Ce sont quand même 20% des bananes camerounaises qui sont exportés vers le marché britannique.

Il n’y a pas qu’en Europe que de nombreuses personnes stressent à l’idée de l’application du Brexit. Au Cameroun, on a commencé à négocier un accord de quasi-continuité avec la Grande-Bretagne. Objectif : continuer à exporter dans les mêmes conditions que tout autre pays, c’est-à-dire de manière non-préférentielle.  Surtout  si le Royaume-Uni devait quitter l’UE sans aucun accord d’union douanière avec l’UE.

Les produits concernés

Les produits  concernés sont Banane, cacao, etc. « Ce sont quand même 20% des bananes camerounaises qui sont exportés vers le marché britannique. Nous avons aussi le cacao et un certain nombre de produits donc nous avons intérêt à prendre ces mesures de précautions » indique Joseph Owana Kono de Londres.  C’est  le président d’Afruibana, une association panafricaine de producteurs et d’exportateurs de fruits africains. Il ajoute : « S’il n’y avait pas de Brexit et bien tant mieux. Nous continuerons comme auparavant. Mais nous devons nous prémunir contre un Brexit dur au 31 octobre ».

10 milliards de pertes par an

Le Cameroun pourrait perdre 10 milliards de FCFA par an sur ses exportations vers le Royaume-Uni. En cas d’absence d’un accord après le Brexit  selon le Cnuced. C’est la Conférence des nations unies sur le commerce et le développement.

A l’en croire, la sortie du Royaume-Uni de l’UE va entraîner une baisse des exportations camerounaises de 28 %. Ce qui correspond à une perte sèche de 9,9 milliards de FCFA chaque année.

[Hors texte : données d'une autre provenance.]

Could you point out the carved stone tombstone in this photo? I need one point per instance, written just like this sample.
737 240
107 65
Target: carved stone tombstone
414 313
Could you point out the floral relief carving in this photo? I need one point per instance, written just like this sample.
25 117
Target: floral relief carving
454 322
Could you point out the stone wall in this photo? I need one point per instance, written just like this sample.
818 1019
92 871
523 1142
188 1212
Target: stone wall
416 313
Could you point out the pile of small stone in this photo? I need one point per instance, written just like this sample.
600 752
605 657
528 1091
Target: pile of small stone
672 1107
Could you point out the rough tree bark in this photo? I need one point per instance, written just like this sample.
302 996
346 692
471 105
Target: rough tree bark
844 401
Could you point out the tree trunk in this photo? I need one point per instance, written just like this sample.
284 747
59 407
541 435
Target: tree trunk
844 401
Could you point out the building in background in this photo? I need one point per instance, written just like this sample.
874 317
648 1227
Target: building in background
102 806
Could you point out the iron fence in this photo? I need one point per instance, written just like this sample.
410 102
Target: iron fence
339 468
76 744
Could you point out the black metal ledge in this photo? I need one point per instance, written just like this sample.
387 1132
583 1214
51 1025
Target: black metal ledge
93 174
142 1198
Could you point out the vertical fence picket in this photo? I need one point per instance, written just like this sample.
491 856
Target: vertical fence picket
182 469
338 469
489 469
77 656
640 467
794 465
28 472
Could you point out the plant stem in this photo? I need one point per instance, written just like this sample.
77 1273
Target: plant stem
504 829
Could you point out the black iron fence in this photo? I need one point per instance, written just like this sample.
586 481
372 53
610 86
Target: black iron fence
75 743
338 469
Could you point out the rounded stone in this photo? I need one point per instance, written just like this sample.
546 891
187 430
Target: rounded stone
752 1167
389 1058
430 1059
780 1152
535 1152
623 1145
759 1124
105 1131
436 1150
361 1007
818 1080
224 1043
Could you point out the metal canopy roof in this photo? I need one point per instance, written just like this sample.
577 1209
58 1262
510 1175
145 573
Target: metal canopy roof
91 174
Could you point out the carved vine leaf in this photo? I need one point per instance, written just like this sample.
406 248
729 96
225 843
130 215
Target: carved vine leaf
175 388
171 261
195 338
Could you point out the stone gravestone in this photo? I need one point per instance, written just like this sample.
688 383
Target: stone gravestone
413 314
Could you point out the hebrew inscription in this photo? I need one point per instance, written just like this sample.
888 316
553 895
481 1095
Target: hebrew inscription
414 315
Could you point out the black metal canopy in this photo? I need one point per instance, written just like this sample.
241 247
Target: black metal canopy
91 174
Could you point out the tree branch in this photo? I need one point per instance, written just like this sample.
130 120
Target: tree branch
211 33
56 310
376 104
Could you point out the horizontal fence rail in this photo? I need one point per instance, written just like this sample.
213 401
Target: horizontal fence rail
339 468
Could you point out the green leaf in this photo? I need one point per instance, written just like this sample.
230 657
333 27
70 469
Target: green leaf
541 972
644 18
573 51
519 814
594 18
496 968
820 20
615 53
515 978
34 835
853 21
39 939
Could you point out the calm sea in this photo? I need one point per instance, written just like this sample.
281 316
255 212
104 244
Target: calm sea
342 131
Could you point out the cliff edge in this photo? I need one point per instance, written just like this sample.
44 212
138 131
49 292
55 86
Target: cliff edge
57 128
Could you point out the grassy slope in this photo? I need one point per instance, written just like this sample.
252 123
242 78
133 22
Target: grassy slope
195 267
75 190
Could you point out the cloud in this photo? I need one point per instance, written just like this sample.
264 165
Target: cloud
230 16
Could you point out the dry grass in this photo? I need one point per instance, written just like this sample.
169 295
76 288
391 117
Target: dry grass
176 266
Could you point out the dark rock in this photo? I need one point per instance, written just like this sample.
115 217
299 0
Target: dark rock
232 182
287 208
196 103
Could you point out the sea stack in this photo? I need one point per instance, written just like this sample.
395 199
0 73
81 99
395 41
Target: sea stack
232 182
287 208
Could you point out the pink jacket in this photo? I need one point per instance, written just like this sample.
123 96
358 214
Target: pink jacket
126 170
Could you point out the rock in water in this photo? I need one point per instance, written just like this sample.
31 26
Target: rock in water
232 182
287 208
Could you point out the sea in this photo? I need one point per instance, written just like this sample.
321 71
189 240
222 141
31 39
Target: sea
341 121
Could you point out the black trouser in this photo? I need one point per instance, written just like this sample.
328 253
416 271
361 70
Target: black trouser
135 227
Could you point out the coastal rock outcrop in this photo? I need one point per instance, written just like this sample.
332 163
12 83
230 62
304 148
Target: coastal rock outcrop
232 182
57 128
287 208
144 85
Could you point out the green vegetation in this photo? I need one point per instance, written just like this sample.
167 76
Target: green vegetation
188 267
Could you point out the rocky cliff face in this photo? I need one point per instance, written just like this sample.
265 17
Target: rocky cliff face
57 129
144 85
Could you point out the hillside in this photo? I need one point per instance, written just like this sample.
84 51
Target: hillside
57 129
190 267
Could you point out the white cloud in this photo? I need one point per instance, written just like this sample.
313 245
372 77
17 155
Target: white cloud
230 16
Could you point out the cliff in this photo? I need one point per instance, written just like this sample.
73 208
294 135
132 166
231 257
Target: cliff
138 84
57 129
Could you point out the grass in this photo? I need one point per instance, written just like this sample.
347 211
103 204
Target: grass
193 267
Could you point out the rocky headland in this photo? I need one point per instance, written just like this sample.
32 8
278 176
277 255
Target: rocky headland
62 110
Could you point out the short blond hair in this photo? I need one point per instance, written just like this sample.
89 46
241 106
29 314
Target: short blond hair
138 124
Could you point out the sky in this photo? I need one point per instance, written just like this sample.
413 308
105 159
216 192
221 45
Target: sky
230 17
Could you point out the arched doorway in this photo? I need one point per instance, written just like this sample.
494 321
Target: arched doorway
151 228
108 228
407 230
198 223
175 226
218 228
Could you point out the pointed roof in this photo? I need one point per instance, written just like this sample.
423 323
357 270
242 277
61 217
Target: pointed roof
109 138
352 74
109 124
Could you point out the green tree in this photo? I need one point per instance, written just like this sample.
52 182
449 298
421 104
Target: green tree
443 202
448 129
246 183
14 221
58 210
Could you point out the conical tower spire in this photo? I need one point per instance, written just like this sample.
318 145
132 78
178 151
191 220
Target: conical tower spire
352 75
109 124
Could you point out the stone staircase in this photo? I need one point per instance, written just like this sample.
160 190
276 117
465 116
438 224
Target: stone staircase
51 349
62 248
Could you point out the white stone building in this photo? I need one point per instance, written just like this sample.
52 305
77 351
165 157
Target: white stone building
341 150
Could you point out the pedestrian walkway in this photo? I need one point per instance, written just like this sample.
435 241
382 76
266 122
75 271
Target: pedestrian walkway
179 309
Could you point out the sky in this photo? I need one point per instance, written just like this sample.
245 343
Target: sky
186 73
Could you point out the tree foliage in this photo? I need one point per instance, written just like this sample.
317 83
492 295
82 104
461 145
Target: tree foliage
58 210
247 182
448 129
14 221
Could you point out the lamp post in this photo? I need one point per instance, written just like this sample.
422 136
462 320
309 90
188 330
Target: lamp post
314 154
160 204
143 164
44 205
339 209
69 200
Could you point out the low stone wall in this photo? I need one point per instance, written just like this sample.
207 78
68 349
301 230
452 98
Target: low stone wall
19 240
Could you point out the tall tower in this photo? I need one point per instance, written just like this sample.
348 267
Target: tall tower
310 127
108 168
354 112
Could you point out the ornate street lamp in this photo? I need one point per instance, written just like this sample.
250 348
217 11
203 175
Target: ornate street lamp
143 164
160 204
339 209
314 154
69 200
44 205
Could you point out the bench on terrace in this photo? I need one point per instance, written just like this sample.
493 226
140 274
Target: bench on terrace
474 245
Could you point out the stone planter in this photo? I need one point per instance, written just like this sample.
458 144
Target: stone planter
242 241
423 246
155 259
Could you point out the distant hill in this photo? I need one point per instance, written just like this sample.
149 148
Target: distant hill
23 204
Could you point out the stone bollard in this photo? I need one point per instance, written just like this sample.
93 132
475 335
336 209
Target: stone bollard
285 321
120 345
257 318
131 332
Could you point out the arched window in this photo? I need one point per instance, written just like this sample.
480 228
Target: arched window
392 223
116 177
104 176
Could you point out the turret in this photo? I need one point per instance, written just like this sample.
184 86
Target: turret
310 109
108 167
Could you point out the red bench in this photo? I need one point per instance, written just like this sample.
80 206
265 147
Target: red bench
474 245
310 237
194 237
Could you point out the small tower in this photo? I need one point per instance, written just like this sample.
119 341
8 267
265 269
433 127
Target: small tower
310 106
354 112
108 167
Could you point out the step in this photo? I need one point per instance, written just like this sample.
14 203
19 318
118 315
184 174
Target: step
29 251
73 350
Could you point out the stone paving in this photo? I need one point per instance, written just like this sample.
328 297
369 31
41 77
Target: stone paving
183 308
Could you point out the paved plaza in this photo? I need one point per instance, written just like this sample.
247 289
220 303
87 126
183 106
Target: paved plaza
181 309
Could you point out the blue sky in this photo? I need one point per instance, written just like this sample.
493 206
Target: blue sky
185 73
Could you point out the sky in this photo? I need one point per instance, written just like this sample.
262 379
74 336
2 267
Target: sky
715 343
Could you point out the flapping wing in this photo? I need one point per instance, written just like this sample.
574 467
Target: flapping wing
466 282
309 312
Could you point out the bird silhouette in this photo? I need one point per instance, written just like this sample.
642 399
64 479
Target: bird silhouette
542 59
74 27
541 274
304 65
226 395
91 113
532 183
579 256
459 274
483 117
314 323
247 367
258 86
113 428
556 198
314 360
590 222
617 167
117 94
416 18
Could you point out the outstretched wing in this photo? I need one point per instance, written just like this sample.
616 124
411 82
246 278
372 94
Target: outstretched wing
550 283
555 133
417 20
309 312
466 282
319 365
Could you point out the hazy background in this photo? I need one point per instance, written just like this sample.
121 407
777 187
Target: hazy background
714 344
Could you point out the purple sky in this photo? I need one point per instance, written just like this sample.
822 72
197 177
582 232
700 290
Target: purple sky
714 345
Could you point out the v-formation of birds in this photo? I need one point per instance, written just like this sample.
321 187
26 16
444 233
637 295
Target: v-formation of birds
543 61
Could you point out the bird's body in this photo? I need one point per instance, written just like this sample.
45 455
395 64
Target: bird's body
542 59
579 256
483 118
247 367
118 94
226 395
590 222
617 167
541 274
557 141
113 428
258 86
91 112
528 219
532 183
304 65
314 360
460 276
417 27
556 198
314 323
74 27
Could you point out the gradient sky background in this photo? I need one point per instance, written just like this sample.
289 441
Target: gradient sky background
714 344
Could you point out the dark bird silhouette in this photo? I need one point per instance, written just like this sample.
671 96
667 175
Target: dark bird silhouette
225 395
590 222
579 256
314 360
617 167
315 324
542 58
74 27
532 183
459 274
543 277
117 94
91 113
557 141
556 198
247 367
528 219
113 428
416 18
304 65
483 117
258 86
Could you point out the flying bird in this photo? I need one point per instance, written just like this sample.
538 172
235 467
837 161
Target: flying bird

La banane camerounaise devrait payer le plus lourd tribut

Selon une étude, la banane camerounaise devrait payer le plus lourd tribut du Brexit. Les pertes dans cette filière sont estimées à près de 7 milliards de FCFA par an, apprend-on. « Le Royaume-Uni n’a aucune volonté stratégique de modifier l’équilibre des préférences pour les pays africains qui commercialisent des bananes ou tout autre produit, mais la complexité politique et technique du Brexit est telle qu’il pourrait finir par le faire – ne serait-ce que temporairement– par accident »expliquait Chris Horseman. C’est un consultant sur les enjeux de politiques agricoles et de commerce international.

Sur le plan juridique, la Grande-Bretagne devrait quitter automatiquement l’UE le 31 octobre. Ce avec ou sans accord, à moins qu’une nouvelle prorogation ne soit convenue avec l’UE.